Screams met him; a large woman hurried out, throwing on a shawl, and after her a stagger of wrecks and drunks fled into the night. Was this some sort of raid?

And instantly the memory of where he had seen the name came back—it was the place Symmes had written of in the diary, the place he had gotten the mirror.

Was this the same night?

At once, ignoring his blurred vision, Jake raced down the three steps, past the pentangled doorway and into the opium den.

It was in chaos. The police—if that’s what they were—were grabbing money and goods for themselves,
rummaging in the pockets of opium-eaters too drugged to even notice. The sweet smell of the drug choked the close air. Remembering Symmes’s journal, Jake looked for the back room; he raced across, shoving a man out of his way, and burst in through the dingy curtain.

The room was empty. Beyond, a back door banged in the wind.

He made two steps toward it before a hand grabbed him. “And we’ll be taking you down too, sonny.”

He was swung around. A huge man in a dirty black uniform grinned at him. “See the duds on this! Come and take a look, lads. Here’s a gallimaufry.”

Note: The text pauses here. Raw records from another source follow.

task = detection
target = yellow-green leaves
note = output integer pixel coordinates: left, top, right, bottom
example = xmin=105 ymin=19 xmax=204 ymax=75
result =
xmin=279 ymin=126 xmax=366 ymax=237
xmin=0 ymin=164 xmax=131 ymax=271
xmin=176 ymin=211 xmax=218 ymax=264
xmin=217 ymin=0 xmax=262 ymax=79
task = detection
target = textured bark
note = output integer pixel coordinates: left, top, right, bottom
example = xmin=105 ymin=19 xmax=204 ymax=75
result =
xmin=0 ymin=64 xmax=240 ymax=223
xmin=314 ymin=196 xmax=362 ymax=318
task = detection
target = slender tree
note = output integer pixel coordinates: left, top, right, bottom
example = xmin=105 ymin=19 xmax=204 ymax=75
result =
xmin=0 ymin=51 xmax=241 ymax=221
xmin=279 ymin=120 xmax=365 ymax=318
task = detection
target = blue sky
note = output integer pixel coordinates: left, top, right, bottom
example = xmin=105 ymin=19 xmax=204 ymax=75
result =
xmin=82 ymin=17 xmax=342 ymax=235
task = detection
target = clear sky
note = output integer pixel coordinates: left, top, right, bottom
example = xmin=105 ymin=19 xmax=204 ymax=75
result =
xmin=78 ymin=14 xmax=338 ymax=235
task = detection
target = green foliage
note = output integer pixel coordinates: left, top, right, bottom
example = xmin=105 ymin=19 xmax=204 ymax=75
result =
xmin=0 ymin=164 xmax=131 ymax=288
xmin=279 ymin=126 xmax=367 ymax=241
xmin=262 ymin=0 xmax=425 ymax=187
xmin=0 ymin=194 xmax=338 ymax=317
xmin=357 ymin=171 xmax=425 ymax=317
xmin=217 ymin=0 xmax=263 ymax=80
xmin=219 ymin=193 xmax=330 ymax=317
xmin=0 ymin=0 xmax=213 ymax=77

A few chortling faces grinned through the curtain. “Let me go,” Jake snarled.

The peeler snorted. “Very good, milord.” He opened his hand.

It was sarcasm, but it gave Jake an idea. He drew himself up, raised his chin, and fixed the man with a glare. “Take your hands off me, man. Don’t you recognize your betters when you see them. How dare you involve me in this disgusting farrago!”

Wharton, he thought, would have been proud.

The man’s face lost its grin. He said, “You mean…Lor love you sir, I…”

“I shall have you dismissed without pay for this…audacity.” Jake dusted down his clothes. He had too
many bruises. Too much dirt for the part. But the man was cringing.

“I ’ad no idea, sir. In this den—”

“I’m not here for the opium! I’m looking for a gentleman. His name is Symmes. John Harcourt Symmes. Have you arrested him?”

“We ain’t nabbed no toff ’cept yerself, Mister…?”

Jake shrugged. “Jake Wilde. Son of Lord Wilde…Surely you know my father, man? The personal assistant to the Home Secretary?”

He had no idea if there even was a Home Secretary at this date, but it didn’t seem to matter; he was rapidly understanding that just to be haughty and speak in his crisp twenty-first-century English might be enough. As the peeler looked around hopelessly for help, he pushed past him. “He was here, in this room, minutes ago. It was he who had you summoned. He can’t have gone far.”